How have investment companies outperformed open-ended funds in seven out of 10 popular sectors? 

Image
Divi heroes compress.jpg

Throughout the long-running debate about the relative merits of open-ended funds and their closed-ended investment company counterparts, one argument has always stood out: the past performance records of the latter have generally been more impressive. But with so many open-ended funds cutting their charges dramatically in recent times, is that still the case? Without the drag from higher costs, have open-ended funds been able to catch up?

The short answer appears to be no, according to new research from the analysts at FE Trustnet. Their study of the 10-year performance records of both open-ended and closed-ended funds in 10 popular sectors puts investment companies ahead in seven out of 10 cases.
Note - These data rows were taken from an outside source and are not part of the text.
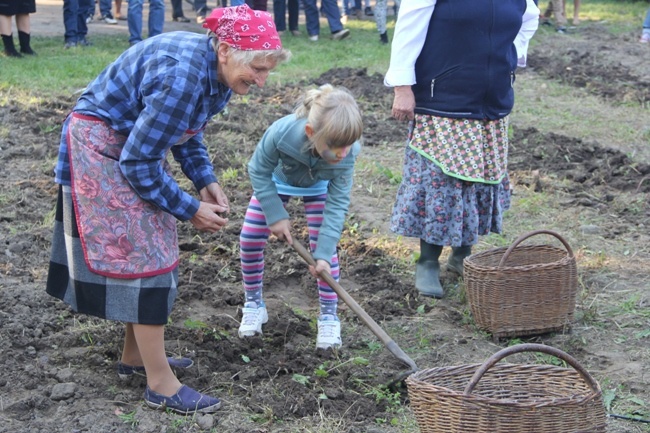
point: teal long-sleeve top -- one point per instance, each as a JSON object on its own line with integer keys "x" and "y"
{"x": 284, "y": 151}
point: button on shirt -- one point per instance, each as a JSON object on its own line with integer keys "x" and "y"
{"x": 158, "y": 93}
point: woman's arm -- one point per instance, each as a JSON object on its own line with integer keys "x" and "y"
{"x": 408, "y": 40}
{"x": 529, "y": 24}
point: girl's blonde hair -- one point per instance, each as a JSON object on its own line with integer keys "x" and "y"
{"x": 333, "y": 115}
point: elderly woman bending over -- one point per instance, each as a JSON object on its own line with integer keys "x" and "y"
{"x": 115, "y": 247}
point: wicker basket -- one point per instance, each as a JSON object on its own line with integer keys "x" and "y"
{"x": 522, "y": 290}
{"x": 510, "y": 398}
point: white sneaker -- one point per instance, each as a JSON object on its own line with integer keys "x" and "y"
{"x": 253, "y": 318}
{"x": 329, "y": 332}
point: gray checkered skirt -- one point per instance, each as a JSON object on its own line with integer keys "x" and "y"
{"x": 146, "y": 301}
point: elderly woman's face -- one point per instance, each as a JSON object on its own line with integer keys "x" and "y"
{"x": 240, "y": 77}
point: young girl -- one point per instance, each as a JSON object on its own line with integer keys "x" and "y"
{"x": 310, "y": 154}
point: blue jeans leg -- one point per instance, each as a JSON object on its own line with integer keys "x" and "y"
{"x": 293, "y": 14}
{"x": 333, "y": 15}
{"x": 70, "y": 12}
{"x": 312, "y": 17}
{"x": 105, "y": 8}
{"x": 156, "y": 17}
{"x": 279, "y": 15}
{"x": 134, "y": 18}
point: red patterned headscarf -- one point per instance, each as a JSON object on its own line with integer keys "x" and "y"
{"x": 244, "y": 28}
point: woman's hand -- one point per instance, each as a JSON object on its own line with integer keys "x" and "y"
{"x": 321, "y": 266}
{"x": 403, "y": 103}
{"x": 282, "y": 230}
{"x": 207, "y": 218}
{"x": 213, "y": 203}
{"x": 213, "y": 193}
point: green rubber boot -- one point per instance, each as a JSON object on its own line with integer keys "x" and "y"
{"x": 455, "y": 261}
{"x": 427, "y": 270}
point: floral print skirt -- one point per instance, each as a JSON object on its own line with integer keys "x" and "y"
{"x": 444, "y": 210}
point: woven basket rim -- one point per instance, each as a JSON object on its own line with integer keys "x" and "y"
{"x": 414, "y": 381}
{"x": 473, "y": 261}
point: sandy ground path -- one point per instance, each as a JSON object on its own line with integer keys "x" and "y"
{"x": 48, "y": 19}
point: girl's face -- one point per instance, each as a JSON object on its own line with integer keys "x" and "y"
{"x": 331, "y": 154}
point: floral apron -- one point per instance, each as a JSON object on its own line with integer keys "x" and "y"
{"x": 122, "y": 236}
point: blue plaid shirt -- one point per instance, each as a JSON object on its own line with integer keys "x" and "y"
{"x": 154, "y": 93}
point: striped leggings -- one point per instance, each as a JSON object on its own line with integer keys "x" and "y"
{"x": 252, "y": 241}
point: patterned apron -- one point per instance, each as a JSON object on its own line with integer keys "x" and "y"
{"x": 122, "y": 235}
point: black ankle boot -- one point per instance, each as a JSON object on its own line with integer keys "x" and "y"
{"x": 25, "y": 48}
{"x": 10, "y": 49}
{"x": 455, "y": 261}
{"x": 427, "y": 270}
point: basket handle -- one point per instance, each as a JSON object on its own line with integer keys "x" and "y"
{"x": 522, "y": 238}
{"x": 530, "y": 347}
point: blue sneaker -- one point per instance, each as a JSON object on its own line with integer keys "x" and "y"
{"x": 184, "y": 402}
{"x": 125, "y": 371}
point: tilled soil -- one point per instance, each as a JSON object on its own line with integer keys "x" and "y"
{"x": 58, "y": 367}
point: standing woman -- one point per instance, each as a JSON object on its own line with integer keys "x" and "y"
{"x": 453, "y": 67}
{"x": 115, "y": 247}
{"x": 21, "y": 9}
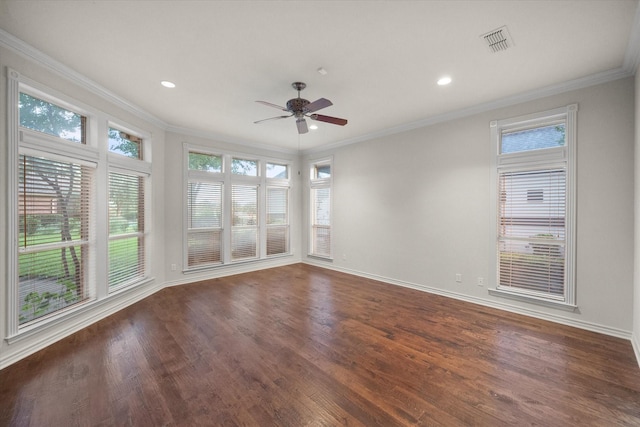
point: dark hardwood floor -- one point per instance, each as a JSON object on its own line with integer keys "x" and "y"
{"x": 300, "y": 345}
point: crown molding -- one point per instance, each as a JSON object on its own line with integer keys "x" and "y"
{"x": 213, "y": 136}
{"x": 632, "y": 55}
{"x": 20, "y": 47}
{"x": 580, "y": 83}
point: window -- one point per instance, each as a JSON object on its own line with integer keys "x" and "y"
{"x": 54, "y": 229}
{"x": 244, "y": 226}
{"x": 204, "y": 209}
{"x": 320, "y": 218}
{"x": 277, "y": 220}
{"x": 128, "y": 176}
{"x": 244, "y": 167}
{"x": 65, "y": 184}
{"x": 51, "y": 119}
{"x": 125, "y": 144}
{"x": 534, "y": 219}
{"x": 237, "y": 208}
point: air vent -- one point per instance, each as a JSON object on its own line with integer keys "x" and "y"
{"x": 498, "y": 40}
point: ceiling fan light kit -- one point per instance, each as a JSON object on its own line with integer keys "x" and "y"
{"x": 301, "y": 108}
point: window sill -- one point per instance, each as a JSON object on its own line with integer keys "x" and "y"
{"x": 234, "y": 263}
{"x": 320, "y": 257}
{"x": 65, "y": 316}
{"x": 561, "y": 305}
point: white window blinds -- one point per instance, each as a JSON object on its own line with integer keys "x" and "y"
{"x": 244, "y": 217}
{"x": 204, "y": 223}
{"x": 321, "y": 221}
{"x": 54, "y": 228}
{"x": 531, "y": 231}
{"x": 126, "y": 228}
{"x": 277, "y": 220}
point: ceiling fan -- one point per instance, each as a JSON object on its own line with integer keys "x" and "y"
{"x": 301, "y": 108}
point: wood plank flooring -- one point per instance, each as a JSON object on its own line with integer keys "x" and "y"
{"x": 300, "y": 345}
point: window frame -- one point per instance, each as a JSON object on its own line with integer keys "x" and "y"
{"x": 93, "y": 153}
{"x": 533, "y": 160}
{"x": 318, "y": 183}
{"x": 228, "y": 179}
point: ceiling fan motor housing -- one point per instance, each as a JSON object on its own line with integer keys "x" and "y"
{"x": 297, "y": 106}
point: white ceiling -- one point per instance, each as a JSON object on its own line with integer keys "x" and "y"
{"x": 383, "y": 57}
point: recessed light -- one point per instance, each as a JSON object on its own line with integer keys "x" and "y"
{"x": 444, "y": 81}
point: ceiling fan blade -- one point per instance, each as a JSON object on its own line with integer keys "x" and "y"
{"x": 328, "y": 119}
{"x": 302, "y": 126}
{"x": 268, "y": 104}
{"x": 273, "y": 118}
{"x": 318, "y": 105}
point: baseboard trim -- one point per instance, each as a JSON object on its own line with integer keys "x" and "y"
{"x": 48, "y": 335}
{"x": 230, "y": 270}
{"x": 589, "y": 326}
{"x": 635, "y": 343}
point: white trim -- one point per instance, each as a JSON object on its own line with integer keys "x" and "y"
{"x": 546, "y": 158}
{"x": 85, "y": 316}
{"x": 15, "y": 44}
{"x": 211, "y": 135}
{"x": 589, "y": 326}
{"x": 580, "y": 83}
{"x": 635, "y": 343}
{"x": 632, "y": 55}
{"x": 13, "y": 119}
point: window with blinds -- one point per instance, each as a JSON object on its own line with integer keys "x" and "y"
{"x": 320, "y": 218}
{"x": 531, "y": 237}
{"x": 204, "y": 223}
{"x": 277, "y": 220}
{"x": 534, "y": 219}
{"x": 244, "y": 221}
{"x": 126, "y": 228}
{"x": 54, "y": 229}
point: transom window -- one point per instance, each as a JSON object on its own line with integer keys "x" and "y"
{"x": 320, "y": 209}
{"x": 49, "y": 118}
{"x": 534, "y": 219}
{"x": 237, "y": 208}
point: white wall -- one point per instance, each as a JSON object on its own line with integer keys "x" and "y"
{"x": 636, "y": 281}
{"x": 33, "y": 70}
{"x": 414, "y": 208}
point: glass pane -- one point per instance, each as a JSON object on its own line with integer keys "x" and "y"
{"x": 277, "y": 171}
{"x": 125, "y": 203}
{"x": 205, "y": 162}
{"x": 126, "y": 260}
{"x": 533, "y": 204}
{"x": 244, "y": 199}
{"x": 125, "y": 144}
{"x": 534, "y": 267}
{"x": 244, "y": 242}
{"x": 244, "y": 167}
{"x": 53, "y": 201}
{"x": 278, "y": 240}
{"x": 533, "y": 139}
{"x": 49, "y": 281}
{"x": 244, "y": 234}
{"x": 45, "y": 117}
{"x": 277, "y": 205}
{"x": 204, "y": 205}
{"x": 322, "y": 206}
{"x": 204, "y": 247}
{"x": 322, "y": 171}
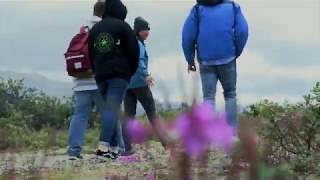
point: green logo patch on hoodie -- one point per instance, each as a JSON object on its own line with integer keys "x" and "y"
{"x": 104, "y": 42}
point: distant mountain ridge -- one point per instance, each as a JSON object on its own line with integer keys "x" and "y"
{"x": 40, "y": 82}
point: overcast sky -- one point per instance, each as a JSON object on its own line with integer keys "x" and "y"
{"x": 280, "y": 62}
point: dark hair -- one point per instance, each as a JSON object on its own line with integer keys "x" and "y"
{"x": 98, "y": 9}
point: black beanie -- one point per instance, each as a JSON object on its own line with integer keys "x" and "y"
{"x": 140, "y": 24}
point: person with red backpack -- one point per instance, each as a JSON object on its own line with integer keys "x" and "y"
{"x": 114, "y": 55}
{"x": 85, "y": 88}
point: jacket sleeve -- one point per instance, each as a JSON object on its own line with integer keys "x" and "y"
{"x": 131, "y": 48}
{"x": 241, "y": 31}
{"x": 189, "y": 36}
{"x": 91, "y": 51}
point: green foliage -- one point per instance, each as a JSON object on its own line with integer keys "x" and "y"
{"x": 292, "y": 130}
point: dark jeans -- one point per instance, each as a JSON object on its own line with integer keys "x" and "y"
{"x": 144, "y": 96}
{"x": 227, "y": 75}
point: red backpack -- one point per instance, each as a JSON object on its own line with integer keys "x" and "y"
{"x": 77, "y": 55}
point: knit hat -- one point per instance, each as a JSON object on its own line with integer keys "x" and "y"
{"x": 140, "y": 24}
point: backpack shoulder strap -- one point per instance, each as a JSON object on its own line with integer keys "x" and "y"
{"x": 197, "y": 16}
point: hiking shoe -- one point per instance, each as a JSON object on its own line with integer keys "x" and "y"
{"x": 74, "y": 158}
{"x": 107, "y": 155}
{"x": 128, "y": 153}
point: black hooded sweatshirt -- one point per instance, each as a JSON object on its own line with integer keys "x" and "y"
{"x": 113, "y": 47}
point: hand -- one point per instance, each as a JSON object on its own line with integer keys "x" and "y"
{"x": 150, "y": 81}
{"x": 192, "y": 67}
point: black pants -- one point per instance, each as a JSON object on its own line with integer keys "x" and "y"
{"x": 144, "y": 96}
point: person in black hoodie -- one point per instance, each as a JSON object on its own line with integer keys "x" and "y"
{"x": 114, "y": 55}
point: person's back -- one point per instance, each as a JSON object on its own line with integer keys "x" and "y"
{"x": 86, "y": 96}
{"x": 114, "y": 50}
{"x": 87, "y": 83}
{"x": 114, "y": 55}
{"x": 219, "y": 30}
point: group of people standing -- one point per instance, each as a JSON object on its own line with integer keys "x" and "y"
{"x": 215, "y": 31}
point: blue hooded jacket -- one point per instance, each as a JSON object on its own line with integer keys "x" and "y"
{"x": 219, "y": 32}
{"x": 139, "y": 78}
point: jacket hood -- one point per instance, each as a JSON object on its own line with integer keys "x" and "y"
{"x": 115, "y": 9}
{"x": 209, "y": 2}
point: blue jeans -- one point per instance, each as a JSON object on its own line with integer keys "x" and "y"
{"x": 227, "y": 75}
{"x": 85, "y": 101}
{"x": 112, "y": 91}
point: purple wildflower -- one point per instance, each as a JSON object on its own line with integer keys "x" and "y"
{"x": 150, "y": 175}
{"x": 202, "y": 127}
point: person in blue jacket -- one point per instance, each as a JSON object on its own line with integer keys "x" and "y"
{"x": 139, "y": 86}
{"x": 217, "y": 32}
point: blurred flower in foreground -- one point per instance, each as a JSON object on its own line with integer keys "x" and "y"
{"x": 137, "y": 131}
{"x": 201, "y": 127}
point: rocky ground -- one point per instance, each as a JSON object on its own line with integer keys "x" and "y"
{"x": 152, "y": 161}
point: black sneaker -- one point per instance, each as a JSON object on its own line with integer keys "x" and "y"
{"x": 74, "y": 158}
{"x": 107, "y": 155}
{"x": 128, "y": 153}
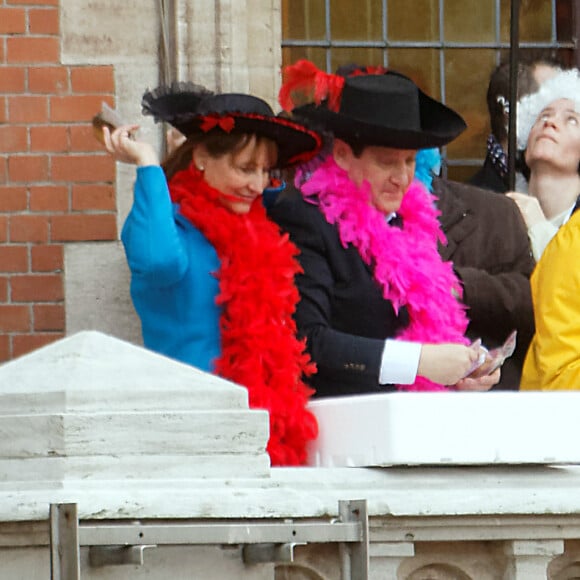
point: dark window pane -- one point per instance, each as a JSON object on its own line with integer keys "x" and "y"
{"x": 469, "y": 21}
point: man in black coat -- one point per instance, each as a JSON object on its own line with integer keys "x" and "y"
{"x": 378, "y": 307}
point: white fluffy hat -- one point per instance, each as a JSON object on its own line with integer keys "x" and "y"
{"x": 564, "y": 85}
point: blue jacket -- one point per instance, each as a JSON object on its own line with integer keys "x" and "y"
{"x": 173, "y": 285}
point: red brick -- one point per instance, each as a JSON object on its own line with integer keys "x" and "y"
{"x": 13, "y": 258}
{"x": 49, "y": 138}
{"x": 3, "y": 288}
{"x": 12, "y": 20}
{"x": 32, "y": 49}
{"x": 49, "y": 198}
{"x": 43, "y": 21}
{"x": 72, "y": 228}
{"x": 82, "y": 139}
{"x": 13, "y": 139}
{"x": 28, "y": 109}
{"x": 3, "y": 229}
{"x": 24, "y": 343}
{"x": 48, "y": 317}
{"x": 95, "y": 197}
{"x": 14, "y": 318}
{"x": 37, "y": 288}
{"x": 5, "y": 350}
{"x": 12, "y": 80}
{"x": 27, "y": 168}
{"x": 13, "y": 199}
{"x": 28, "y": 228}
{"x": 49, "y": 80}
{"x": 74, "y": 108}
{"x": 47, "y": 258}
{"x": 3, "y": 103}
{"x": 82, "y": 168}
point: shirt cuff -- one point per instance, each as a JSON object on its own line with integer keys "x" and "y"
{"x": 400, "y": 362}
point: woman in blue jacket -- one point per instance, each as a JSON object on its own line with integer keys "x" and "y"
{"x": 212, "y": 276}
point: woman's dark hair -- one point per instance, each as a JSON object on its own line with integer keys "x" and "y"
{"x": 216, "y": 143}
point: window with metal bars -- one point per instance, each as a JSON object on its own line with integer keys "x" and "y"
{"x": 449, "y": 47}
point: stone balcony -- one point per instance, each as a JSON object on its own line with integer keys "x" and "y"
{"x": 169, "y": 464}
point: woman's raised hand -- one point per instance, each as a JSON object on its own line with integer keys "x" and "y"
{"x": 122, "y": 145}
{"x": 529, "y": 207}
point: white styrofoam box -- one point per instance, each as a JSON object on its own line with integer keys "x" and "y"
{"x": 447, "y": 428}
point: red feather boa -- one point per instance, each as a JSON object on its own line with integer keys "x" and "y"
{"x": 259, "y": 345}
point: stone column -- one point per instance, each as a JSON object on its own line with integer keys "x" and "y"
{"x": 529, "y": 559}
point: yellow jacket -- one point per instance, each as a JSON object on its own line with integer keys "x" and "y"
{"x": 553, "y": 359}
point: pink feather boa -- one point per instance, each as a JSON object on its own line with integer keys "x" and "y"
{"x": 421, "y": 281}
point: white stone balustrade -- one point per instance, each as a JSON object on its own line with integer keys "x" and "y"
{"x": 143, "y": 443}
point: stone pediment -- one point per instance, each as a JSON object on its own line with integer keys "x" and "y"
{"x": 94, "y": 407}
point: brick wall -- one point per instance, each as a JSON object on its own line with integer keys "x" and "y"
{"x": 56, "y": 184}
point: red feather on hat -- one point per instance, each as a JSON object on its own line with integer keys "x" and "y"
{"x": 305, "y": 83}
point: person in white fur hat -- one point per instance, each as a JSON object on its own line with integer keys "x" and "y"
{"x": 548, "y": 125}
{"x": 549, "y": 129}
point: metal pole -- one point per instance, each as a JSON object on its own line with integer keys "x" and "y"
{"x": 64, "y": 542}
{"x": 513, "y": 97}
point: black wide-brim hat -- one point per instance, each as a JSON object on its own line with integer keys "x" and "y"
{"x": 193, "y": 110}
{"x": 386, "y": 110}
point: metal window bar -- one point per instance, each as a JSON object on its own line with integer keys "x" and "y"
{"x": 328, "y": 44}
{"x": 118, "y": 543}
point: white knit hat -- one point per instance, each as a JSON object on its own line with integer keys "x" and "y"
{"x": 564, "y": 85}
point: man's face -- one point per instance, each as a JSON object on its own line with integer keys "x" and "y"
{"x": 389, "y": 172}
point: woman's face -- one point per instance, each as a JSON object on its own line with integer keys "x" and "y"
{"x": 555, "y": 138}
{"x": 388, "y": 171}
{"x": 240, "y": 176}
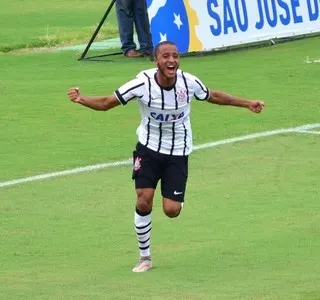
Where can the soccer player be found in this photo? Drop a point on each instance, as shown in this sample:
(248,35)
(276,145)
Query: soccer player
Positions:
(164,143)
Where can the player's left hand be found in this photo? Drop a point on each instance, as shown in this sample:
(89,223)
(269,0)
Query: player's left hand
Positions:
(256,106)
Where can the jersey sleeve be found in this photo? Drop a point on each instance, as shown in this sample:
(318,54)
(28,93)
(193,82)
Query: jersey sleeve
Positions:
(201,92)
(132,89)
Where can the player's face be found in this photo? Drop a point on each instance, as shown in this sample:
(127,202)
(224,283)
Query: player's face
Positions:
(167,60)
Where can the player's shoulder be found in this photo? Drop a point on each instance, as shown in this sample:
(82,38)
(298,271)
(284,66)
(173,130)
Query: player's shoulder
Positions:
(149,73)
(186,75)
(190,78)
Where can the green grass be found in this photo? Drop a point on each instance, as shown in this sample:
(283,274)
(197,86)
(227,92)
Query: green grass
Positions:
(33,24)
(250,226)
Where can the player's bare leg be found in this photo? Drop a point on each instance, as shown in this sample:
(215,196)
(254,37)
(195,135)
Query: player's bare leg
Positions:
(143,226)
(171,207)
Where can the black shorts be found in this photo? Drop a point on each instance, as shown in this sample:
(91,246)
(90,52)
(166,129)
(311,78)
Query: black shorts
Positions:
(149,167)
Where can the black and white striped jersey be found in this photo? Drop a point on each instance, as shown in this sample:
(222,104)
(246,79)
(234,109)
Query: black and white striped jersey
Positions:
(165,113)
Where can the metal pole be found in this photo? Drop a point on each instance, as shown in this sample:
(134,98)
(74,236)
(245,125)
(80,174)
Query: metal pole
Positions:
(97,30)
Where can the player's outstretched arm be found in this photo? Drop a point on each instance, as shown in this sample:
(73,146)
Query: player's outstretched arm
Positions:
(222,98)
(93,102)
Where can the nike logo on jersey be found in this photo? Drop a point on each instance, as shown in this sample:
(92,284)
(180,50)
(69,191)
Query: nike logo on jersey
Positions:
(166,117)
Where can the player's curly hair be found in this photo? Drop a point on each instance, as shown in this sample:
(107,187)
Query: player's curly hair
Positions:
(157,47)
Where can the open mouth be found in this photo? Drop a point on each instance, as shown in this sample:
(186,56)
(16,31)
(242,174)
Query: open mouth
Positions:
(171,69)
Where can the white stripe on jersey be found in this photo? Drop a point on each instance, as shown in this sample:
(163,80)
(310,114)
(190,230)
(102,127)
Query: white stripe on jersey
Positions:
(165,113)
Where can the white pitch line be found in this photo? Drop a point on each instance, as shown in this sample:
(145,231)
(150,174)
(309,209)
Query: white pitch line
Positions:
(308,131)
(126,162)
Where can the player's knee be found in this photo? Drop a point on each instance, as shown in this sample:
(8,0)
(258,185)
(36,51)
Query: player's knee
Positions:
(144,201)
(172,209)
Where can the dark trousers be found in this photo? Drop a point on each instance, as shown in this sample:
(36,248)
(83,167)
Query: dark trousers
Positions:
(132,13)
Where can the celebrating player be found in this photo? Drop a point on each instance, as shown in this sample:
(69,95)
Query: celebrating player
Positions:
(164,143)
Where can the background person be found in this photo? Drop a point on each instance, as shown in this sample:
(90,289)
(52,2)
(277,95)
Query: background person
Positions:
(130,14)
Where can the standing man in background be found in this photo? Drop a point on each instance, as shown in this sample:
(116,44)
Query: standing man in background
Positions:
(130,14)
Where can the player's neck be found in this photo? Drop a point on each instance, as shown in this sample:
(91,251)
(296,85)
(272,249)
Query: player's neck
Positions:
(165,82)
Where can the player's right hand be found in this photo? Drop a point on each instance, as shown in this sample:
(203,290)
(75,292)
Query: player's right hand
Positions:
(74,94)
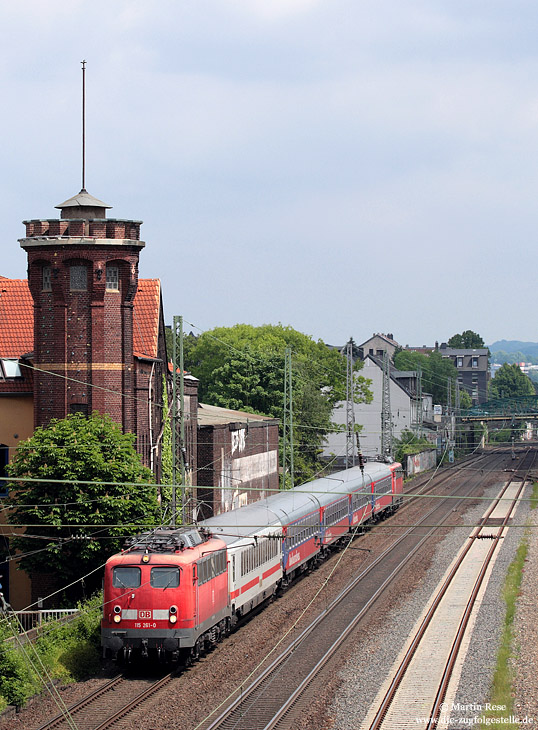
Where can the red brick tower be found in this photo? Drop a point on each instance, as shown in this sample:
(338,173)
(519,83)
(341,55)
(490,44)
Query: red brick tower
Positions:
(83,276)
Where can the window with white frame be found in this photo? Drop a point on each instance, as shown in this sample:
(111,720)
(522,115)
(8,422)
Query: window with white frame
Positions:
(10,368)
(112,278)
(47,278)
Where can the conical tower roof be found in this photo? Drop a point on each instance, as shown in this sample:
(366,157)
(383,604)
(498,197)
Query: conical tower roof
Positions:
(83,205)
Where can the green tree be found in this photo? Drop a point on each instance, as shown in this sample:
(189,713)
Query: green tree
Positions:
(409,443)
(242,367)
(467,340)
(436,372)
(510,382)
(99,492)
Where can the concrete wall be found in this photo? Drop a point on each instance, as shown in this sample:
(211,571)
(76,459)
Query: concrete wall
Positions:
(368,415)
(420,462)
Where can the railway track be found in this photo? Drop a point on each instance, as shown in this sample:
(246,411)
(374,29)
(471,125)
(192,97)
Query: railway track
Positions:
(112,705)
(419,683)
(273,699)
(107,705)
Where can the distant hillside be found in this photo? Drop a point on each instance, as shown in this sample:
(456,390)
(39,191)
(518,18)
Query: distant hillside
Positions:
(511,351)
(514,346)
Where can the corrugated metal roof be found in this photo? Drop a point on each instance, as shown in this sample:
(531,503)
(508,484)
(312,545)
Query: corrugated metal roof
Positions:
(215,416)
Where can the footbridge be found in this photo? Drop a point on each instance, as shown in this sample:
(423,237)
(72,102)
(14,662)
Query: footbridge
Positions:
(524,408)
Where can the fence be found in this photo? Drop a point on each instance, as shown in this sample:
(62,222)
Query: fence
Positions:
(32,619)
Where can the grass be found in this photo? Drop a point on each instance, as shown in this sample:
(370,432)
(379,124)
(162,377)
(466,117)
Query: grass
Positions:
(503,678)
(534,496)
(64,651)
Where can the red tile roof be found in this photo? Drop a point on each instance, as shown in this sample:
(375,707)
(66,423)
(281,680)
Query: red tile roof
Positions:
(17,317)
(147,306)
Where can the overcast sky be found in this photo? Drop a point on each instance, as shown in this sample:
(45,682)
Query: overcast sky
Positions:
(341,166)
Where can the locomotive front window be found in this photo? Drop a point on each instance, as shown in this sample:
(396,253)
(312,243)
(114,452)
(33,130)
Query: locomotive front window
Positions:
(164,577)
(126,577)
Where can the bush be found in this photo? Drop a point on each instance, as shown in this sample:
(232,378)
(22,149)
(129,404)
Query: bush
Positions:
(69,652)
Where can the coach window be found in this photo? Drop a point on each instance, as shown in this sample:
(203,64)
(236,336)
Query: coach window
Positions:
(164,577)
(126,577)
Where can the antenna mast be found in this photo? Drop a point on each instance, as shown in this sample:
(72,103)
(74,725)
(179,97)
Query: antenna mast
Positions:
(83,126)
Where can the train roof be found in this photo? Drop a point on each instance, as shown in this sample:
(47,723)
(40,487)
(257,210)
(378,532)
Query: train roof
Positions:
(288,506)
(242,522)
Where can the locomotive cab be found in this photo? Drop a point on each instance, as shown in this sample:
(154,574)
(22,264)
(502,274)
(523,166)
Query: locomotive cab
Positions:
(152,603)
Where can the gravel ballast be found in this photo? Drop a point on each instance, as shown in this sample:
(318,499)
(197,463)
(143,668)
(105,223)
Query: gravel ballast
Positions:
(367,668)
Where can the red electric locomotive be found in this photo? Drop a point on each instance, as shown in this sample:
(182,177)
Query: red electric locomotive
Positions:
(166,595)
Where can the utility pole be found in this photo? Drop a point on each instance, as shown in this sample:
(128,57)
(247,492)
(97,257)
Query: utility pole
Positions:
(350,406)
(287,441)
(178,449)
(418,414)
(386,414)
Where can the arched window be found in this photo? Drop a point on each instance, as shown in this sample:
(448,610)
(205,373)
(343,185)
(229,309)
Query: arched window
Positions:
(78,278)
In some sectors, the lead is very considerable. The average investment company in the Asia Pacific Excluding Japan sector delivered a gain of 173 per cent over the 10 years to the end of September, FE Trustnet says, against 94 per cent from the average open-ended fund – a gap of 79 percentage points. In the Japan sector, investment companies delivered 165 per cent to open-ended funds’ 91 per cent over the same period – 74 percentage points more

Elsewhere, the gap was more modest, but investment companies also came out on top in Europe excluding the UK, Global, Global Equity Income, North America and UK Smaller Companies. The exceptions in the study were UK All Companies, where open-ended funds were 4 percentage points ahead of investment companies, UK Equity Income (13 percentage points) and Flexible Investment (20 per cent).

What lessons should we draw from this analysis? Well, the first point to make is that past performance is still not to be considered a reliable guide to the future. Still, the study is important: even if we assume investment companies are no longer enjoying significant pricing advantages given the increased competitiveness of open-ended funds since the retail distribution review of five years ago, there are additional factors that seem to be continuing to drive outperformance.

One of those factors is almost certainly gearing: the fact that investment companies are entitled to take on borrowing in order to enhance returns in a rising market. The flipside of gearing, of course, is that it magnifies losses when markets are falling, though investors in equities have presumably already decided they think the good times will outweigh the bad.

Another driver is likely to be structure, though this is harder to quantify. Not only is it potentially distracting and disruptive for open-ended fund managers to have to cope with inflows and outflows of cash from investors, it’s also important that they maintain liquidity in their funds in order to be confident of meeting redemption requests without having to sell assets. As a result, they may often be less fully invested in the underlying asset class than their investment company peers.

It’s also worth saying that the pricing differential between investment companies and open-ended funds hasn’t disappeared in most cases. The gap on charges may have come down now that open-ended funds no longer have to pay commissions to intermediaries, but many investment companies have been reducing charges too.

As ever, there is no guarantee any investment company will outperform its open-ended counterpart over the years ahead, but investors should welcome the increasing competition between these two structures, which is now taking place on a much more level playing field. For now, however, the evidence suggests investment companies have been maintaining their performance advantage.